I was struck by the similarity between Cullmann and Childs, but, as far as I know, Childs does not warmly embrace Cullmann. Is that right? (For what it's worth, I find Cullmann helpful in his constantly pointing out the docetic nature of much of twentieth-century NT [esp. Bultmannian] theology, but even *he* carries with him the seeds of that docetism with an undue stress on revelation. I like Cullmann better than Barr [and everybody else] likes him, but I find him much better in his polemics than in his positive theorizing.)

Phil Sumpter said...

Sorry about his late response!

The article is called "Die Bedeutung der "regula fidei" für theologische Aussagen" (or something like that). I'm going to start a thread on it at some point.

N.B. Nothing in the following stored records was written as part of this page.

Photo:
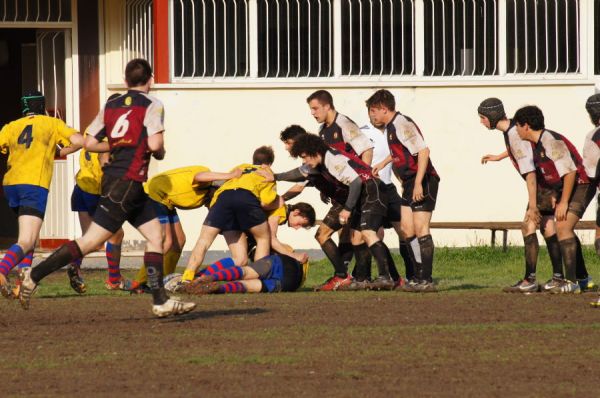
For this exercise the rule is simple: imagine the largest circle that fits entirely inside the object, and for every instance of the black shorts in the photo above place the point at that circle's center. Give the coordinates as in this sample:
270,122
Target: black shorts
394,204
430,187
235,210
122,200
373,207
580,199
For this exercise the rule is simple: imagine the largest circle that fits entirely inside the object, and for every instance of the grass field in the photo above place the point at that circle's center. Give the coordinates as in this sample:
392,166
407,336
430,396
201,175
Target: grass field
469,340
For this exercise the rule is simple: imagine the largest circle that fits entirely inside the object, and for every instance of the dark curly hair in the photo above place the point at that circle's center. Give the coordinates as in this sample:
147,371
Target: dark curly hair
309,144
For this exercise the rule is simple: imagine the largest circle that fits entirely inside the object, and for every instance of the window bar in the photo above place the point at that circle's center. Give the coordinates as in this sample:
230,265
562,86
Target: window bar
224,38
567,33
453,38
182,38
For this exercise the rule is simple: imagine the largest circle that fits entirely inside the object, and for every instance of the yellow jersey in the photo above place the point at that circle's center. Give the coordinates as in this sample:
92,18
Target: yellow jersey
280,212
265,192
176,188
31,142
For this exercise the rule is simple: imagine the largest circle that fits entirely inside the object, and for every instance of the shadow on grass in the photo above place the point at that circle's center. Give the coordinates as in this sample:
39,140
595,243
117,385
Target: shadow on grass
195,315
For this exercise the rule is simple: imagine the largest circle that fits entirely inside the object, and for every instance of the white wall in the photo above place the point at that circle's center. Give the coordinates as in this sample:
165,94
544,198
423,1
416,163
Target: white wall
221,128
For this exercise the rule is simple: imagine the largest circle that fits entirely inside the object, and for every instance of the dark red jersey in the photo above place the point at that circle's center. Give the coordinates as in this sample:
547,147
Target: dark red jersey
127,122
554,156
405,141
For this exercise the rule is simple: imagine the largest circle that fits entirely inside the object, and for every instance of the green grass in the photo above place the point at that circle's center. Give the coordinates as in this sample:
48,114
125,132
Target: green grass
455,269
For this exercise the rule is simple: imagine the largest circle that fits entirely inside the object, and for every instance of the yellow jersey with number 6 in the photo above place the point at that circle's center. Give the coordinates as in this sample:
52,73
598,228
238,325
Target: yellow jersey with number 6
31,142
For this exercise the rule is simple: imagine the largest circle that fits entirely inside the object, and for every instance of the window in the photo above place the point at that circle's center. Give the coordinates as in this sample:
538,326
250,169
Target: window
210,38
295,38
378,37
542,36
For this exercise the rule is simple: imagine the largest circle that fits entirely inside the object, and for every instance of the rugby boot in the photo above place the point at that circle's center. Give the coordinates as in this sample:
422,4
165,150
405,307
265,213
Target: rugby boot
566,287
381,283
334,283
173,306
28,287
523,286
75,279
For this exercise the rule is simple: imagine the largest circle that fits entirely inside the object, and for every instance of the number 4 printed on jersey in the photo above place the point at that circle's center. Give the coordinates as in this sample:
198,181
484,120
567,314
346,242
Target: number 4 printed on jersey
121,126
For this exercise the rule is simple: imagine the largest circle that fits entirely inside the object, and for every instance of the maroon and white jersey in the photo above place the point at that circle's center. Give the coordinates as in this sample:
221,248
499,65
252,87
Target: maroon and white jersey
520,151
345,136
591,153
405,141
554,156
127,122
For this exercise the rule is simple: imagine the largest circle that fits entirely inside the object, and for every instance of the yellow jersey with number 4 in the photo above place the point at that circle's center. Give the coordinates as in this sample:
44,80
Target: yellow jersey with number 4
31,142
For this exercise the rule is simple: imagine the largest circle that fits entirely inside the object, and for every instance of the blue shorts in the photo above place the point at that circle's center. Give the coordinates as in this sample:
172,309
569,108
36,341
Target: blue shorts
165,216
83,201
27,200
235,210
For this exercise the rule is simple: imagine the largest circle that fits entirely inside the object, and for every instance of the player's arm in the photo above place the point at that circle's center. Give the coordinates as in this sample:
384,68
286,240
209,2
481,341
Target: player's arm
533,213
562,206
494,158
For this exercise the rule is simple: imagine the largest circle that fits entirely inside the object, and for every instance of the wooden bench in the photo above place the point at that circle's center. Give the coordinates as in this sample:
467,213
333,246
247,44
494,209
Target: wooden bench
494,226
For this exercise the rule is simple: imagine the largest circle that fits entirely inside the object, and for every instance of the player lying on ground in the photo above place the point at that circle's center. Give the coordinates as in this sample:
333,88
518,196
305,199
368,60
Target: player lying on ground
271,274
493,117
32,145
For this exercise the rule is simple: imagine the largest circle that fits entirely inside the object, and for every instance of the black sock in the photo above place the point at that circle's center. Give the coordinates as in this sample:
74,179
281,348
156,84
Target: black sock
555,257
427,249
580,270
568,249
65,254
362,267
154,262
331,251
532,248
408,261
415,257
381,253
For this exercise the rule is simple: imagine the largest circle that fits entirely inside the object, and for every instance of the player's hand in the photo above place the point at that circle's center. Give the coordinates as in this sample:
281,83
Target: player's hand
264,172
533,215
418,193
560,212
301,257
344,217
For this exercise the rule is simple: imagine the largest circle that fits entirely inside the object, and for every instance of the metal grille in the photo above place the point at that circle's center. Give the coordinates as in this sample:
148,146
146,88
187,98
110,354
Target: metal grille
543,36
211,38
378,37
138,39
461,37
295,38
35,10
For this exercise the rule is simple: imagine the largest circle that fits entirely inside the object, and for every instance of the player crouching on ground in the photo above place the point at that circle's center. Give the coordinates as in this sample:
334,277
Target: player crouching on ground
272,274
564,188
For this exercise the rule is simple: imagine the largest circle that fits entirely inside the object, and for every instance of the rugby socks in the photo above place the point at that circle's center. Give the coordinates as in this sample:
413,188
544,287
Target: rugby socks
154,264
555,257
26,261
580,270
427,249
408,262
229,274
113,258
12,257
66,254
532,248
362,266
568,249
232,287
331,251
220,265
381,253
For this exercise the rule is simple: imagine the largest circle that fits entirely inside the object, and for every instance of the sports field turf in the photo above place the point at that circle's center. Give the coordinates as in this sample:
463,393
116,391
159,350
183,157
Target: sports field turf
469,340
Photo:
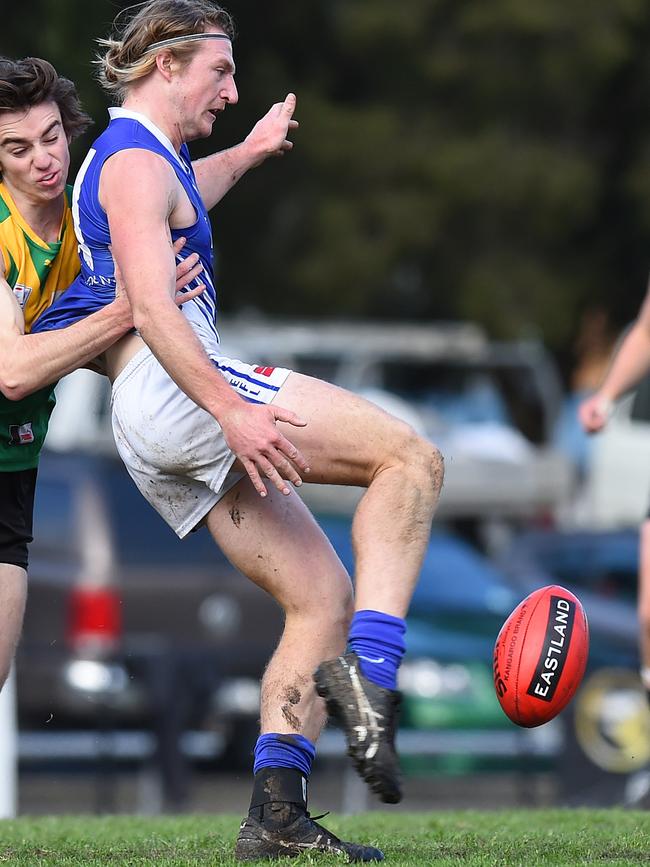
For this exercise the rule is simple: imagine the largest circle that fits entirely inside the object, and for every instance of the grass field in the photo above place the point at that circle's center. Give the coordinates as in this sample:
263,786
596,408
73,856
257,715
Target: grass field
508,838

I'm afraid I can't speak for Cullman. I've come across the name somewhere but don't remember what he said. It's central for Childs that the Bible points beyond itself to a theological reality outside it (as in this quote).

Recalibration is a term Seitz uses. I used it when covering his article "in accordance with the Scriptures.".

There is a video of Seitz's lectures?! Could you send me the link.

You may be interested in a series of articles by Childs in a volume called "The Rule of Faith" which can be read online here.

Anonymous said...

Go to http://adc.acadiau.ca/continuing_education/hayward_lectures/ and bring up Seitz's Hayward lectures.

Phil Sumpter said...

John, what an amazing collection of videos! Thank you!